Serbian Foreign Minister Ivica Dacic hinted in an interview with EURACTIV Serbia on January 26 that Belgrade might change its position on imposing sanctions on Russia.
While Serbia backed UN resolutions condemning Russia’s invasion of Ukraine and the subsequent annexation of Ukrainian territory, it has declined to join Western sanctions on Russia, despite coming under pressure to do so as an EU candidate country.
There have already been calls from MEPs and other European politicians for Serbia’s EU accession process to be frozen if it does not align with the bloc’s foreign policy.

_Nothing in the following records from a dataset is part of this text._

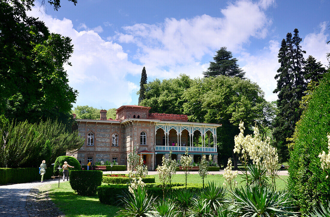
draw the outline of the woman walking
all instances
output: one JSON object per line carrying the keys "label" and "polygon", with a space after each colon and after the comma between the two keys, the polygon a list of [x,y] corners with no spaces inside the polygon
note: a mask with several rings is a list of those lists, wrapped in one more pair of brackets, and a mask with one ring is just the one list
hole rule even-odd
{"label": "woman walking", "polygon": [[68,164],[68,162],[66,161],[64,162],[64,165],[62,166],[63,169],[63,181],[65,181],[64,178],[65,175],[66,175],[66,180],[69,181],[69,168],[75,168],[74,167],[72,167]]}
{"label": "woman walking", "polygon": [[40,166],[39,168],[40,169],[40,175],[41,175],[41,182],[44,182],[44,175],[46,172],[46,169],[47,169],[47,166],[46,165],[46,161],[44,160],[42,161],[42,163],[40,164]]}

“We condemn the violation of Ukraine’s territorial integrity and that is how we voted in international bodies. Whether we will impose sanctions on Russia is another matter. It is not a matter of time or deadlines, it’s a matter that concerns our political and economic interests,” he told EURACTIV Serbia.
Elaborating on Belgrade’s position, Dacic said that Serbia had not joined sanctions imposed since Russia’s annexation of Crimea back in 2014 up to now “because we estimated that it would not be in our interest”.
However, he indicated that could change in future. “If something changes to the detriment of Serbia’s interests, then our decision will be adjusted accordingly because we shall assess at every moment what is the best decision for our economy, for our standing in the world, and for the citizens of Serbia,” Dacic said in the interview with EURACTIV Serbia.
Dacic’s latest comments are broadly in line with those previously voiced by President Aleksandar Vucic, who has said since February last year that Serbia will act in line with its own interests when deciding whether or not to impose sanctions.
Vucic said when announcing Serbia’s initial decision not to join sanctions, immediately after Russia’s invasion of Ukraine in February 2022, that sanctions decisions would be guided “solely by the protection of its citizens' vital economic and political interests”.
He made the same point again in an interview with the Financial Times in April when he said that Serbia will not jeopardise its national interests by joining the sanctions. “[W]e have our own side, Serbia’s interests,” he said.
Serbia has benefitted from Russia’s support in refusing to recognise Kosovo, which unilaterally declared independence from Serbia in 2008, and in keeping Kosovo out of the UN and other international institutions. Serbia also secured a gas deal with Russia on favourable terms in 2022.
On the other hand, the decision not to align with the EU’s sanctions policy has harmed Serbia’s accession prospects, which in turn has put off investors from EU countries.